Time-profile of sinusoidal membrane transporter activities in primary rat and human hepatocytes. Rat and human hepatocytes, cultured for various lengths of time (4 h, 1, day, and 3 days for rat cells and 1, 3, and 5 days for human cells), were incubated with 40 μM [¹⁴C]TEA, 1.7 nM [³H]ES, 0.2 μM [³H]PAH, and 0.2 μM [³H]taurocholate, substrates for OCT1/Oct1, OATPs/Oatps, OAT2/Oat2, and NTCP/Ntcp, respectively. These incubations were performed as described under Materials and Methods in the presence or absence of verapamil (an inhibitor of OCT1/Oct1), probenecid (an inhibitor of OATPs/Oatps and OAT2/Oat2), or Na⁺ (for NTCP/Ntcp-related transport activity). Cells were then lysed in distilled water, and intracellular accumulation of radiolabeled substrates was determined by scintillation counting. Data are expressed as inhibitor- or Na⁺-sensitive accumulation of substrates, i.e., accumulation values in the absence of inhibitor or Na⁺ minus accumulation values in the presence of inhibitor or Na⁺; they correspond to the means ± S.D of four to six experiments realized in triplicates and performed on independent hepatocyte preparations from different human liver donors and different Sprague-Dawley rats. *, P < 0.05 when compared with substrate accumulation found in 4-h cultured rat hepatocytes or 1-day cultured human hepatocytes.
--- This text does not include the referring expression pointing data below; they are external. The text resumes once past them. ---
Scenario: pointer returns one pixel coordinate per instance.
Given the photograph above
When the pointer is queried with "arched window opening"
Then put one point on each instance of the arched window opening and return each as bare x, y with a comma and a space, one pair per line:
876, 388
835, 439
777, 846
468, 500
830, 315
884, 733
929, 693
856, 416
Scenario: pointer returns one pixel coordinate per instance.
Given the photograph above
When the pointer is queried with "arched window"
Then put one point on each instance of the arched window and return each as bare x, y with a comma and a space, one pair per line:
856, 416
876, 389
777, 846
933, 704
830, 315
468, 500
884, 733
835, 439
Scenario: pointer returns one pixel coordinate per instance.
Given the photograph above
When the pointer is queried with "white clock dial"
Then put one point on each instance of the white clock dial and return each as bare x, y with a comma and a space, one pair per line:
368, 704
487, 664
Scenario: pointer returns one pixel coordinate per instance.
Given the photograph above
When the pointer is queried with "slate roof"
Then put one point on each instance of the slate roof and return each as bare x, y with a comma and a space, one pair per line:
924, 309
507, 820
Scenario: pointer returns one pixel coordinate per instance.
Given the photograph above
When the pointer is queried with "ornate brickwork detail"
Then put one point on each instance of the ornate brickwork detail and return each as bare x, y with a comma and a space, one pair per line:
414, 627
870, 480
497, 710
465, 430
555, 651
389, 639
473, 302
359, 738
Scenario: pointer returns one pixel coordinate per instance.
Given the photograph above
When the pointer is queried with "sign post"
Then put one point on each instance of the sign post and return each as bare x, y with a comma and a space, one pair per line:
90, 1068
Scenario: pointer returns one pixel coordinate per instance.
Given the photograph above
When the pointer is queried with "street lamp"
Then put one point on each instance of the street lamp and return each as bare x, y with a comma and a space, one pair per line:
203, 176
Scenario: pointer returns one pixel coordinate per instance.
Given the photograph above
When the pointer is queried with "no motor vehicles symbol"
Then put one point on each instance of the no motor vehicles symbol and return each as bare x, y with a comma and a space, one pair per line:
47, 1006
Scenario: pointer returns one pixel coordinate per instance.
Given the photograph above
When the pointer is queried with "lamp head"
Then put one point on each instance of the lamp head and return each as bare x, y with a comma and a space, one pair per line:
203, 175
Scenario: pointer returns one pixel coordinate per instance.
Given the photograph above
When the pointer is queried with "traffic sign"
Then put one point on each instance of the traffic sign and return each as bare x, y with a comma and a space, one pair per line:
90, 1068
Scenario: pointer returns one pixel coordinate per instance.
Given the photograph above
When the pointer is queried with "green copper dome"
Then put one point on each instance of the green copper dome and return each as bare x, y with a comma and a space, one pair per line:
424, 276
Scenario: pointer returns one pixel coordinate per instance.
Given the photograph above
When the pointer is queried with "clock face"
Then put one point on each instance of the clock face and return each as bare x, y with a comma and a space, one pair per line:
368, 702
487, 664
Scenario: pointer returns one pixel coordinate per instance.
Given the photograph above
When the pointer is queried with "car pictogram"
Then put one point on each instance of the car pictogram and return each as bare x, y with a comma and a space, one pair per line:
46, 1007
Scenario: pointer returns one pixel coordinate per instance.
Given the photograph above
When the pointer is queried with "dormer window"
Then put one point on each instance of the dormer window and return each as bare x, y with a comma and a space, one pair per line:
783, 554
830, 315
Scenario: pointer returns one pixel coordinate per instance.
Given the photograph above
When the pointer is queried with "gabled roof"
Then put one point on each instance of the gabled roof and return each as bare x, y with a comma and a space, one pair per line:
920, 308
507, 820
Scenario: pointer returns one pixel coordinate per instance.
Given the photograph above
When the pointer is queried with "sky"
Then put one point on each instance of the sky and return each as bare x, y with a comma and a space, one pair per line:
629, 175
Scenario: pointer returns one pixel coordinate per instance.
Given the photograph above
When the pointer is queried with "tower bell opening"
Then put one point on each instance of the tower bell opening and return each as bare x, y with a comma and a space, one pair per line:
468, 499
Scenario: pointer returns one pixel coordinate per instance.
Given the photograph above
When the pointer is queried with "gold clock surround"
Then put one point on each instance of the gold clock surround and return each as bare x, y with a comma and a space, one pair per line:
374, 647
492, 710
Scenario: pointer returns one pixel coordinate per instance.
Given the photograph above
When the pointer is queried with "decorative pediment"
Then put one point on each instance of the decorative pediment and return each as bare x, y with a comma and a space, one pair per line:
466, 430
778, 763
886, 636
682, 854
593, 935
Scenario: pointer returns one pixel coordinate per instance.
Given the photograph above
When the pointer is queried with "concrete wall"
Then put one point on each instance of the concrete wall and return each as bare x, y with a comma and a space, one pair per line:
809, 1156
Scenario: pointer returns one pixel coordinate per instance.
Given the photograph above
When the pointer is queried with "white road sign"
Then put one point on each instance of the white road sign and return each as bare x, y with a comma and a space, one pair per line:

In addition to the functional expression of major sinusoidal transporters described in the present study, activity of main biliary drug transporters, especially P-glycoprotein and MRP2, has been previously documented in both primary rat and human hepatocytes (Fardel et al., 1993; Payen et al., 2000; Hoffmaster et al., 2004). This demonstrates that primary hepatocytes possess the two kinds of transporters present in vivo in hepatocytes, i.e., those responsible for the entry of xenobiotics from blood and those involved in xenobiotic secretion into the bile; they also express phase I and phase II drug-metabolizing enzymes. Cultured hepatocytes therefore represent a good model for analyzing interactions of drugs and their metabolites with liver transporters. Their use may be relevant with respect to drug-drug interactions, as recently demonstrated using sandwich-cultured rat hepatocytes and the P-glycoprotein substrate rhodamine 123 (Annaert and Brouwer, 2005).